When my daughter was first born it was a whirlwind, but once things settled down and we'd been in the house for what seemed like ages in the middle of the winter we really started to get that cooped up syndrome. We needed to get out of the house and go somewhere other than the grocery store. AS nice as it was to have plenty of visitors to our home we wanted OUT. Then came the dilemma of where to take a newborn that was appropriate for her, but still entertaining for us. Our kiddo was not one of those quiet kids who simply slept anywhere you took her. We had never gone to the Greater Cleveland Aquarium before and decided it would be a perfect foray out into the world for a little person. We were definitely correct.
The Cleveland Aquarium is located at 2000 Sycamore Street, Cleveland (otherwise known as the west bank of the flats) That's what was (maybe still is?) known as the Powerhouse. It was built in 1892 as literally a powerhouse for an electric streetcar line. More recently it once housed a variety of businesses such as a piano bar, an arcade and restaurants. Through all this time it definitely maintained an industrial vibe with tall smokestacks, lots of exposed brick and steel so it was interesting to see how something like an aquarium was built into the space.
Now the Greater Cleveland Aquarium is not particularly large like the Georgia Aquarium and it can be rather pricey for a day out but it is definitely unique and worth a visit. The aquarium was broken down into galleries that each focused on a different aquatic area such as Ohio Lakes and Rivers, Indo-Pacific, and Coastal regions and the types of fish plants in each area varied accordingly.

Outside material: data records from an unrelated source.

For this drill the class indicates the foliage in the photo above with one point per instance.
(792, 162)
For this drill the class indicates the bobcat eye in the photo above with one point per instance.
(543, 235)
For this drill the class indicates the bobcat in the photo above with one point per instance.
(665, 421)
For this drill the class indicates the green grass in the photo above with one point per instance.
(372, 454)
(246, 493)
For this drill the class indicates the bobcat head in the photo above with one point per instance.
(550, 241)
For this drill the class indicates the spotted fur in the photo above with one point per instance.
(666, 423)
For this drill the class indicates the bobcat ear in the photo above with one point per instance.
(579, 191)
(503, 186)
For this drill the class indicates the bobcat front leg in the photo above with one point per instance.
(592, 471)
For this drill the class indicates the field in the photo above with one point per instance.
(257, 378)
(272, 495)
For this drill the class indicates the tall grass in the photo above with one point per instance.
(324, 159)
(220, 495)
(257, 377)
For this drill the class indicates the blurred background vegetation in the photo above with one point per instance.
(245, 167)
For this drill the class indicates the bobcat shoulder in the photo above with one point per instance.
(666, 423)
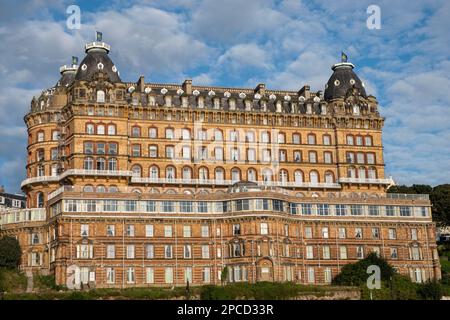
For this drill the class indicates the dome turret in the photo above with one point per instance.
(343, 79)
(68, 73)
(97, 60)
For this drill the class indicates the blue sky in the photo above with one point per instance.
(285, 44)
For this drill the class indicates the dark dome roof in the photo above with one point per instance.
(343, 79)
(67, 78)
(96, 60)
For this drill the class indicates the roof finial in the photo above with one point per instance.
(98, 36)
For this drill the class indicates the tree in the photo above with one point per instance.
(10, 253)
(355, 274)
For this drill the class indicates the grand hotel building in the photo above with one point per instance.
(155, 184)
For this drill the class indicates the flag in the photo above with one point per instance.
(99, 36)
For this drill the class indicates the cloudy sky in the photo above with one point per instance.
(285, 44)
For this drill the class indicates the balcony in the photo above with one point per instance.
(77, 172)
(366, 181)
(22, 216)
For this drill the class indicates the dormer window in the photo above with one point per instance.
(100, 96)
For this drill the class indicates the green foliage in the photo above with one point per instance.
(355, 274)
(431, 290)
(260, 291)
(440, 198)
(12, 280)
(10, 253)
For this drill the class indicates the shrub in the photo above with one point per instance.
(431, 290)
(10, 253)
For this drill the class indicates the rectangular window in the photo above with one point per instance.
(356, 210)
(341, 210)
(130, 230)
(390, 211)
(405, 211)
(205, 252)
(374, 210)
(186, 206)
(167, 231)
(149, 230)
(84, 230)
(110, 230)
(130, 251)
(187, 231)
(342, 233)
(326, 252)
(343, 252)
(264, 228)
(150, 251)
(309, 252)
(205, 231)
(308, 232)
(149, 275)
(168, 251)
(110, 251)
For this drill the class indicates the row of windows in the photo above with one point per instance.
(310, 252)
(236, 230)
(40, 136)
(321, 209)
(235, 174)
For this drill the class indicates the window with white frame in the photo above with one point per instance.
(264, 228)
(205, 251)
(110, 251)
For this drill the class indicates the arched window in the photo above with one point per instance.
(154, 173)
(187, 173)
(251, 175)
(40, 200)
(298, 176)
(111, 129)
(283, 176)
(112, 164)
(267, 175)
(329, 177)
(100, 96)
(219, 174)
(101, 164)
(88, 188)
(100, 129)
(90, 128)
(101, 189)
(203, 174)
(88, 163)
(351, 172)
(169, 133)
(235, 175)
(218, 136)
(372, 173)
(314, 177)
(170, 173)
(137, 170)
(362, 173)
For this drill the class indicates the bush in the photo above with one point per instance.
(431, 290)
(10, 253)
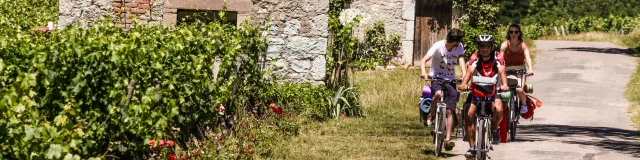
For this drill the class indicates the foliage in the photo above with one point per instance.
(632, 40)
(479, 14)
(376, 49)
(547, 12)
(340, 50)
(66, 93)
(621, 25)
(305, 100)
(18, 16)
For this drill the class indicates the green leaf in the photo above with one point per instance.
(53, 151)
(60, 120)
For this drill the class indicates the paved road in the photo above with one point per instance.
(584, 113)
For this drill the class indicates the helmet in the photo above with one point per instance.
(485, 38)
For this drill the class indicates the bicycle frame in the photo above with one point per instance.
(514, 101)
(441, 117)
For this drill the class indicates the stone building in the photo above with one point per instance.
(299, 28)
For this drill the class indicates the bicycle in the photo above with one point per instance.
(484, 116)
(439, 131)
(513, 105)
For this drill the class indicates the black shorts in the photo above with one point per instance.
(451, 97)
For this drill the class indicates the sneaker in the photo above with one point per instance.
(523, 109)
(448, 145)
(496, 136)
(471, 153)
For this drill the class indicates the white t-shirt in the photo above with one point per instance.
(443, 62)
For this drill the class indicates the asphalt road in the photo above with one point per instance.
(581, 85)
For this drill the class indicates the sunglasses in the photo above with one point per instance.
(484, 46)
(454, 39)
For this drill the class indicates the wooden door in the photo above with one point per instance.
(433, 21)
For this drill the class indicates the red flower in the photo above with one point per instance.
(171, 156)
(151, 142)
(278, 110)
(220, 109)
(170, 143)
(161, 143)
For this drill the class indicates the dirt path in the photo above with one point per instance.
(584, 113)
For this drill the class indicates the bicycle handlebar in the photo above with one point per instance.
(443, 80)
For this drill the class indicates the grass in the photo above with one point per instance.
(633, 95)
(391, 129)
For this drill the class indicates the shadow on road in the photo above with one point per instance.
(619, 140)
(601, 50)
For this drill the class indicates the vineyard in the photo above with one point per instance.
(621, 25)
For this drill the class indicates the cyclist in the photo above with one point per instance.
(443, 55)
(516, 53)
(485, 66)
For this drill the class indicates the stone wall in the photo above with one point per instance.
(82, 11)
(298, 34)
(122, 11)
(397, 15)
(298, 37)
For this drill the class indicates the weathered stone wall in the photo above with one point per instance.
(80, 11)
(397, 15)
(298, 34)
(122, 11)
(298, 37)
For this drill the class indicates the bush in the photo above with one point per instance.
(67, 92)
(377, 49)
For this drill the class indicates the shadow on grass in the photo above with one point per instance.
(628, 51)
(619, 140)
(443, 154)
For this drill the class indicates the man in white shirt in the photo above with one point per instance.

It was interesting to see how such an industrial space was converted to hold wildlife. They utilized the space so creatively that jellyfish are even housed in one of the smokestacks! In addition to the exhibits a watchful eye could even spot some striking nautical themed art with an industrial edge.
What was extra special about the aquarium was how close you could get to all the exhibits, which for tiny infant eyes was perfect!
Other highlights included a pretty amazing 11,000 gallon touch tank where visitors could "pet" stingrays (something we took a pass on this time with an infant), tortoise encounters, live coral, and lots of biodiversity.